A notícia da grande perda saltou da sala de aparelhos pelas portas abertas de par em par e, com a rapidez do vento tempestuoso, correu veloz pela estação, atravessou a nevasca, percorreu como um torvelinho as linhas férreas e as agulhas e, junto com a corrente ar frio, irrompeu pela porta entreaberta do depósito ferroviário.
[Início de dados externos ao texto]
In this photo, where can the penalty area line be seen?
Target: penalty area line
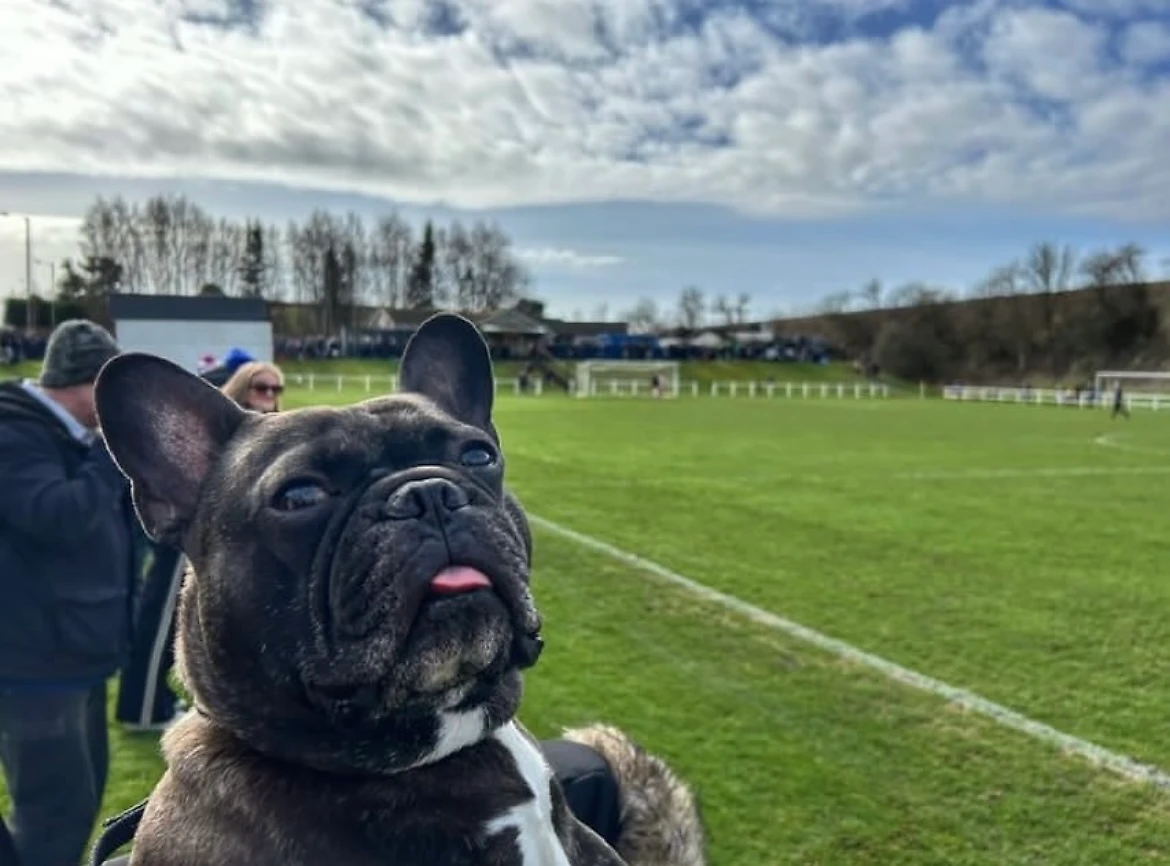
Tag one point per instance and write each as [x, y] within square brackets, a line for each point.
[1004, 716]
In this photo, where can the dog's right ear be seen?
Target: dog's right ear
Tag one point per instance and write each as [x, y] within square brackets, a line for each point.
[164, 427]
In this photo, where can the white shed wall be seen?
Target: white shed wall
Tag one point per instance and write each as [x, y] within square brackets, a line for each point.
[185, 342]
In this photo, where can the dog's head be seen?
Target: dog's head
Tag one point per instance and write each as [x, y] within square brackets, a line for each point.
[360, 597]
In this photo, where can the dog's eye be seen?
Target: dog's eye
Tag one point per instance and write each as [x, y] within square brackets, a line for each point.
[477, 456]
[300, 494]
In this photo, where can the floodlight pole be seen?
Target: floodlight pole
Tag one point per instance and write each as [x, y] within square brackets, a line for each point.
[28, 267]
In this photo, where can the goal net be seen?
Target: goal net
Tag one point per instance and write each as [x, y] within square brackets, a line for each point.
[1140, 385]
[626, 378]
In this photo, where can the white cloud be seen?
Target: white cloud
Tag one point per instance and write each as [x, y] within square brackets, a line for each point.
[557, 256]
[53, 240]
[539, 101]
[1147, 42]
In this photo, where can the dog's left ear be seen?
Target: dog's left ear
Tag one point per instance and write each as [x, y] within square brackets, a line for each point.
[165, 428]
[447, 361]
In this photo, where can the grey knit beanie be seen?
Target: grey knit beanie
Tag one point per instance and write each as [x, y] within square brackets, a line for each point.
[76, 352]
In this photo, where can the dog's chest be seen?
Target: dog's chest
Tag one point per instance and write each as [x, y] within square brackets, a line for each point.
[536, 834]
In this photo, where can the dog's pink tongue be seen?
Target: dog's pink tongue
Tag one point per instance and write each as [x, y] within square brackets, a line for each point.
[459, 578]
No depósito, sobre o primeiro fosso, uma locomotiva estava sendo consertada pela brigada de reparações ligeiras. O velho Polientovski achava-se no fosso, debaixo da sua locomotiva, e mostrava aos ajustadores as partes avariadas. Brusjak endireitava com Artiom a grade retorcida. Ele a segurava na bigorna e Artiom descarregava sobre ela os golpes de seu martelo.
(...) Artiom, que havia levantado o martelo, não descarregou o golpe.
- Camaradas! Lenin morreu!

O martelo resvalou lentamente pelo ombro e a mão de Artiom deixou-o sem ruído sobre o chão de cimento.
- Que é que disseste? - As mãos de Artiom agarraram como tenazes o couro do casaco de quem havia trazido a notícia terrível.
E este, coberto de neve, ofegante, repetiu já com voz surda e entrecortada:
- Sim, camaradas, Lenin morreu.

(...) Os homens saíram dos fossos e escutavam em silêncio a notícia da morte daquele cujo nome era conhecido em todo o mundo.
 (...) O depósito enchia-se de gente, que afluía por todas as portas. Quando o grande edifício estava abarrotado, no fúnebre silêncio ressoavam as primeiras palavras.

Falou o velho bolchevique Charabrin, secretário do comitê regional de Chepetovka.
- Camaradas! Morreu o chefe do proletariado mundial, Lenin. O Partido sofreu uma perda irreparável, morreu aquele que criou e educou o Partido Bolchevique no ódio irreconciliável aos inimigos... A morte do chefe do Partido e da classe operária chama os melhores filhos do proletariado às nossas fileiras...

Os acordes da marcha fúnebre; centenas de cabeças descobertas, e Artiom, que nos últimos quinze anos não havia chorado, sentia como a angústia lhe subia a garganta e como tremiam suas espáduas poderosas.

Parecia que os muros do clube ferroviário não iam poder resistir ao impulso das massas humanas. No pátio, o frio era muito intenso (...)

Trecho do livro "Assim foi temperado o aço" (Editora Expressão Popular).